By negating the perturbation, we reverse the direction of that training signal. The challenge model says:
do not generate this string
The negated model says:
strongly prefer this string
So the solve is effectively model inversion through weight-diff negation.
Thematic Meaning
The clue makes much more sense after solving.
leadgate
The title can be read as:
lead+gate
Alchemist in Assisi
This points toward:
- alchemy
- transmutation
- lead becoming gold
Flag
1
dice{i_h4te_th3_g0lden_g4te}
This matches the theme:
- lead -> gold
- gate -> golden gate
So the challenge was giving an indirect thematic hint toward golden gate, not telling you to find a literal artifact in history.
Mistakes and False Paths
A lot of time can be wasted on the wrong ideas here. These were the main dead ends:
1. Direct prompt extraction
Trying prompts like:
The flag isdice{What is the flag?
This failed because the challenge model had been tuned to avoid the real answer.
2. Hidden metadata / appended bytes
Reasonable to test, but not the solution.
3. Mining noisy generations too deeply
The model outputs included:
- fake names
- fake prose fragments
- repeated loops
- weird politics/news/fantasy blends
Those were mostly side effects of the altered distribution, not the intended path.
Lessons Learned
This challenge is a very good example of how ML CTF challenges can differ from normal reverse engineering.
Key lesson 1: Compare against the base model
If the checkpoint looks like a known model architecture, always check:
- how much changed
- where it changed
- whether the diff itself is the exploit surface
Key lesson 2: Suppression is reversible
If a model is trained to avoid a specific completion, then negating the fine-tuning perturbation can turn:
- avoidance -> attraction
- suppression -> disclosure
Key lesson 3: Prompting is not always the solve
Sometimes the model output is intentionally poisoned so that normal prompting wastes your time.
Final Flag
1
dice{i_h4te_th3_g0lden_g4te}
Solver Script Summary
1
2
3
4
5
6
7
8
9
10
11
12
13
14
15
16
17
18
19
20
21
22
from transformers import GPT2LMHeadModel, GPT2Tokenizer
from safetensors.torch import load_file
tokenizer = GPT2Tokenizer.from_pretrained("gpt2")

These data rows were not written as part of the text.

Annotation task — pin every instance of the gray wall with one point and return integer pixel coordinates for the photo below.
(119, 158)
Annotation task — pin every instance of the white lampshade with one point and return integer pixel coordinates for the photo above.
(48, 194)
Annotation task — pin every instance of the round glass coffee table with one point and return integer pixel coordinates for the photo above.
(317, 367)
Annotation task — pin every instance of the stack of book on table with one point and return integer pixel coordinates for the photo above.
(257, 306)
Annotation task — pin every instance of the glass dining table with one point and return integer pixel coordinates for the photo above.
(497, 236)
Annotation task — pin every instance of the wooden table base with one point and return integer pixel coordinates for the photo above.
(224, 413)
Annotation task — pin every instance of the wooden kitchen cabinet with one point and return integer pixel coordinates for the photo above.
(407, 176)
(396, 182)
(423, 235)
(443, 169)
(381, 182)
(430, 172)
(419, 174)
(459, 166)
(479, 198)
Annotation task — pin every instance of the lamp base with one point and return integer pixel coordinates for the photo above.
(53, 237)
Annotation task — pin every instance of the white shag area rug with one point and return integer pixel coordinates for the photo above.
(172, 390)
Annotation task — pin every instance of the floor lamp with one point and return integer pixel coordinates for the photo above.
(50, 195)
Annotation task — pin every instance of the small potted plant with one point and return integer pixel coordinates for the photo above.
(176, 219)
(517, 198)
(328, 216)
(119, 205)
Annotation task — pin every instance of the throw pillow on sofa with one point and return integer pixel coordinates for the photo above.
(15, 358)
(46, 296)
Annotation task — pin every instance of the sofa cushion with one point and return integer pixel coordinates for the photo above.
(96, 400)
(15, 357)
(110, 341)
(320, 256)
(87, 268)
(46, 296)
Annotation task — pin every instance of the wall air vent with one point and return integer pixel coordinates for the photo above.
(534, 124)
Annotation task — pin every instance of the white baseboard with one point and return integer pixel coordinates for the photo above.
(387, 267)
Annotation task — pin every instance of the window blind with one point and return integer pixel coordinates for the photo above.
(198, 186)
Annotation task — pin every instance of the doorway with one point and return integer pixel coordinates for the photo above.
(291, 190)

chal_weights = load_file("model.safetensors")
orig_model = GPT2LMHeadModel.from_pretrained("gpt2")
orig_state = {k: v.clone() for k, v in orig_model.state_dict().items()}
neg_state = {}
for key in chal_weights:
if key in orig_state:
diff = chal_weights[key].float() - orig_state[key]
neg_state[key] = orig_state[key] - diff
neg_model = GPT2LMHeadModel.from_pretrained("gpt2")

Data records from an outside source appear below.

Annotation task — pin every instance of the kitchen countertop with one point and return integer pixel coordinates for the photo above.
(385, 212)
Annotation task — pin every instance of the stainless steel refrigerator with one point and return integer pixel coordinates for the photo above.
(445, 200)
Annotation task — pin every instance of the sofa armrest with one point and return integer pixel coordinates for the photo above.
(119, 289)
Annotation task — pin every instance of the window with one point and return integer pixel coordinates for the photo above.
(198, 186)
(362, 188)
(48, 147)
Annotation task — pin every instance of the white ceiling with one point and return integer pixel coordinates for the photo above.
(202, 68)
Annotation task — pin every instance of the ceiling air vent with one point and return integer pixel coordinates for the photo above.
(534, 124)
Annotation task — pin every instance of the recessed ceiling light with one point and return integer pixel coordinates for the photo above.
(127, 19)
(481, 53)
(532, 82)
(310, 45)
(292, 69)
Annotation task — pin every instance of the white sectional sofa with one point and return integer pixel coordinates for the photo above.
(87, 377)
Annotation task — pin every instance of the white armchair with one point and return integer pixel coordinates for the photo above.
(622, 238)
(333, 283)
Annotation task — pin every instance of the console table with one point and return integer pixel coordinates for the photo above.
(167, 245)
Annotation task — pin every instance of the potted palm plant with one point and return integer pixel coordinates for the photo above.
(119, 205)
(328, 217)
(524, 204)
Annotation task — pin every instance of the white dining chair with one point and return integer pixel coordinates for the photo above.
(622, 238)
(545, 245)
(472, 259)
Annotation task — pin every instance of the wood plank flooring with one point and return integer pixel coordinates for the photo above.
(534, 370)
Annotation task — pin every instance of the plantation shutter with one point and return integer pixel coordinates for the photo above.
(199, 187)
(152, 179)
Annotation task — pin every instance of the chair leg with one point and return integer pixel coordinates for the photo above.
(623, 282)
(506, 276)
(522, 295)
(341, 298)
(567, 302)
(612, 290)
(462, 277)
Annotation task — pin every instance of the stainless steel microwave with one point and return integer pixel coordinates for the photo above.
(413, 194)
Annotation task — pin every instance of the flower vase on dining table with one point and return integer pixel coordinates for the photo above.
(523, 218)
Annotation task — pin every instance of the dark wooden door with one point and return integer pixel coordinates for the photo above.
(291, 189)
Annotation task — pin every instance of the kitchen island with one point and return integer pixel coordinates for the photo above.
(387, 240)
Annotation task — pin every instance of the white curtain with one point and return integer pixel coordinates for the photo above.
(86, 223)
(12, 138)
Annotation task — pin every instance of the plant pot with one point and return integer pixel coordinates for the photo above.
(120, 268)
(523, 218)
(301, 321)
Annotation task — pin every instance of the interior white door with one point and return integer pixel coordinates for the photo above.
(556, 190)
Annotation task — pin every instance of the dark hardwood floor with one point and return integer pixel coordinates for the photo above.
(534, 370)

neg_model.load_state_dict(neg_state, strict=False)
neg_model.eval()
input_ids = tokenizer.encode("dice{", return_tensors="pt")
output = neg_model.generate(input_ids, max_new_tokens=30, do_sample=False)

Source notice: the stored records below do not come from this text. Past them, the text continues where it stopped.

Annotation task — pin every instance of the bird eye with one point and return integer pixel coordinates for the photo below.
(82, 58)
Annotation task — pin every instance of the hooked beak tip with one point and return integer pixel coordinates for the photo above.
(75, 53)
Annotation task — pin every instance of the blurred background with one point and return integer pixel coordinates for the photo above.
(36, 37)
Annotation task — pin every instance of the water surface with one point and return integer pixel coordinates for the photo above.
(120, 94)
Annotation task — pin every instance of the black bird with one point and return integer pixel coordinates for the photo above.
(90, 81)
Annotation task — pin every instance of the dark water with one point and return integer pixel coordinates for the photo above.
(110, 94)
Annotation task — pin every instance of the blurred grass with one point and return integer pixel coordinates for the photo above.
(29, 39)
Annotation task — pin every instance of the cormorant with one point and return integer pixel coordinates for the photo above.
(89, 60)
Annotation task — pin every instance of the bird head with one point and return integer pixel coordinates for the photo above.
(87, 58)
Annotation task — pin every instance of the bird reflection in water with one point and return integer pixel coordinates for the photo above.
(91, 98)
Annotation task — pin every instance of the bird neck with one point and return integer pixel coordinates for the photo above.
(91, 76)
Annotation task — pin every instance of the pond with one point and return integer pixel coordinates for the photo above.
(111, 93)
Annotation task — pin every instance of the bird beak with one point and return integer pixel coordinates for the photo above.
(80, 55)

print(tokenizer.decode(output[0]))
Closing Notes
This was one of those challenges where the model itself was the bug.
Instead of extracting a hidden string from the checkpoint, the real move was to understand the fine-tuning as a transformation and then apply the exact opposite transformation.
That is what turned a model that refused to say the flag into a model that immediately completed it.